La vraie fracture, c’est l’affrontement entre les partisans du droit et ceux de la force

On voudrait nous convaincre que le monde est divisé entre un « Nord global » et un « Sud global ». Mais de quoi parle-t-on exactement ?
D’une différence économique ? Sur les vingt premières économies mondiales, sept sont des économies du « Sud ». Au « Sud », certains pays sont 80 fois plus riches que leurs voisins.
D’une différence climatique ? Le changement climatique touche tous les pays du monde, et à plus forte raison les petits États insulaires et les pays les plus pauvres. Et parmi les 10 plus grands émetteurs, si l’on compte les émissions de CO2 par habitant, on en trouve autant au Nord et au Sud.
Parle-t-on d’une division migratoire ? La très large majorité des migrations sont des flux entre les pays du Sud.
D’un clivage politique ? On trouve au Nord comme au Sud des partisans de solutions collectives ou, au contraire, des tentations de se retirer des affaires du monde. On trouve au Nord comme au Sud des compétitions entre puissances régionales. On trouve au Nord comme au Sud des pays qui respectent le droit international et d’autres qui le bafouent.
Oui, nous assistons à une fragmentation du monde, mais se fait-elle le long de lignes géographiques Nord-Sud ? Certainement pas. L’ONU ne reconnaît pas non plus cette distinction artificielle. Elle se concentre sur les catégories de pays qui ont le plus besoin du soutien international.
La vraie ligne de fracture, c’est celle qui sépare ceux qui soutiennent l’ordre international fondé sur les règles, et les autres. Le débat que nous devons avoir, au G20 et partout ailleurs, ce n’est pas l’affrontement entre le Sud et le Nord, c’est l’affrontement entre les partisans du droit et les partisans de la force.
Nous, Français, avons une boussole qui n’indique ni le Nord, ni le Sud, mais la justice. Nous ne détournons les yeux d’aucune crise, d’aucune violation du droit international.

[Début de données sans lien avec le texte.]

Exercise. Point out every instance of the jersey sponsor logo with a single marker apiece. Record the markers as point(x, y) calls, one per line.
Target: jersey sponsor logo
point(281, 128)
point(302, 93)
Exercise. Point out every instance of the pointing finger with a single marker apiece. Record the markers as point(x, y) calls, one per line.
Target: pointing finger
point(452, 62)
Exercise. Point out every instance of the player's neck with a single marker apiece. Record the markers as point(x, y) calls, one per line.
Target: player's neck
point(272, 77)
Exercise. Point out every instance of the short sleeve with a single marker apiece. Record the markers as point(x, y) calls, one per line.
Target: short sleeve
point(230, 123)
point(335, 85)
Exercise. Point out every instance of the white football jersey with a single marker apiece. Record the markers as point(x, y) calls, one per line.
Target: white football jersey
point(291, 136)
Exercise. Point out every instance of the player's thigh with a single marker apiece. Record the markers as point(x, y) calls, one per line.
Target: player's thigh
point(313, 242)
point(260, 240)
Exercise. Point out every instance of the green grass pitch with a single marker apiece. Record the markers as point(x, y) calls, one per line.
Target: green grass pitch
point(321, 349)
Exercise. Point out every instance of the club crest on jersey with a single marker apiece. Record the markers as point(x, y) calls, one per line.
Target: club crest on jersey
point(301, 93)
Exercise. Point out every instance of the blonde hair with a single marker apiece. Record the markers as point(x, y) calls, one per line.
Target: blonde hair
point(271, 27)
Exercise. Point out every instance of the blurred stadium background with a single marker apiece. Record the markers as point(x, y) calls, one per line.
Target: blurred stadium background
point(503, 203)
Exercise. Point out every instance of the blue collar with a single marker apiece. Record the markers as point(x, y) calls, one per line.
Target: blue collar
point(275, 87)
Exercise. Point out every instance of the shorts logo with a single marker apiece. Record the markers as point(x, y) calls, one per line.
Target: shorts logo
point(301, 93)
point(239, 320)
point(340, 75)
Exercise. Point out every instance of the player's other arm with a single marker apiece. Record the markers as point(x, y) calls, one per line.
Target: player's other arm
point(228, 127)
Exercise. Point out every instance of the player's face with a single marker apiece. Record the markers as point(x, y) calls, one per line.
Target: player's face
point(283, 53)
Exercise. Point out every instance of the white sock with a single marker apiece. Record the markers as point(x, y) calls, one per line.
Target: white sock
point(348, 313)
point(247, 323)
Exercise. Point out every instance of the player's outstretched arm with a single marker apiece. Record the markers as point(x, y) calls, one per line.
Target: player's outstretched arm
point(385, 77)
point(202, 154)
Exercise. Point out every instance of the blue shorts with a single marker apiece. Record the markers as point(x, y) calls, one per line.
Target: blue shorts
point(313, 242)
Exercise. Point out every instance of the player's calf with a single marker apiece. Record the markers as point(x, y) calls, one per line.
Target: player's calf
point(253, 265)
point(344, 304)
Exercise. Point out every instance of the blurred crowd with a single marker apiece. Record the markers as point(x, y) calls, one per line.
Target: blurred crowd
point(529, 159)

Car un pays agressé est un pays agressé et un pays agresseur, un pays agresseur, qu’il soit au Nord ou au Sud.
C’est pourquoi la France condamne à la fois les violations du droit international humanitaire à Gaza et en Cisjordanie, les attaques terroristes du 7 octobre 2023 contre Israël, la guerre d’agression menée par la Russie contre l’Ukraine, les exactions menées par les forces armées soudanaises et les RSF au Soudan. C’est pour cela qu’elle est pleinement engagée pour maintenir le cessez-le-feu au Liban, après avoir œuvré à son adoption, aux côtés des États-Unis. C’est pour cela qu’elle est mobilisée pour que cessent les affrontements dans les Grands Lacs, où le M23 continue de violer la souveraineté congolaise. C’est pourquoi la France est à l’œuvre pour qu’enfin les Syriennes et les Syriens puissent vivre en paix et en liberté dans une Syrie souveraine, pacifiée, et réintégrée dans son environnement régional. Je me suis d’ailleurs rendu dans chacune de ces régions pour y réaffirmer nos convictions avec force.
Car la France ne tient pas de double discours. Et la voix de la France, qui inlassablement défend l’équilibre et le droit, restera entendue, à l’heure où le droit est contesté, si nous renforçons ce droit. Nous ne pouvons plus attendre pour rendre plus juste ce qui est fort et rendre plus fort ce qui est juste. Cela suppose que chacun trouve sa place dans la gouvernance mondiale, et, donc, la réformer. Chaque seconde que nous perdons sur le chemin de la réforme du multilatéralisme alimente le procès en illégitimité de ses institutions.
La France souhaite qu’aboutisse à l’horizon 2026, quand notre pays présidera le G7, des chantiers cruciaux pour l’avenir de la paix et de la gouvernance mondiale. Alors que l’ONU fêtera son 80e anniversaire, avançons résolument pour que nos institutions reflètent le monde d’aujourd’hui et qu’une juste place soit donnée à nos partenaires africains au sein de la gouvernance mondiale, du Conseil de sécurité, des institutions financières internationales.
Avançons aussi pour la mise en œuvre concrète du « Pacte de Paris pour les peuples et la planète » initié par le président de la République. Parce qu’aucun pays ne devrait avoir à choisir entre la lutte contre la pauvreté et la lutte contre le changement climatique. Parce qu’il faut des financements privés pour que l’aide au développement soit à l’échelle et parce qu’il faut innover pour soutenir les pays en développement.
Je crois que c’est aussi l’une des directions majeures que l’Afrique du Sud veut donner à sa présidence du G20. Elle peut compter sur le plein soutien de la France.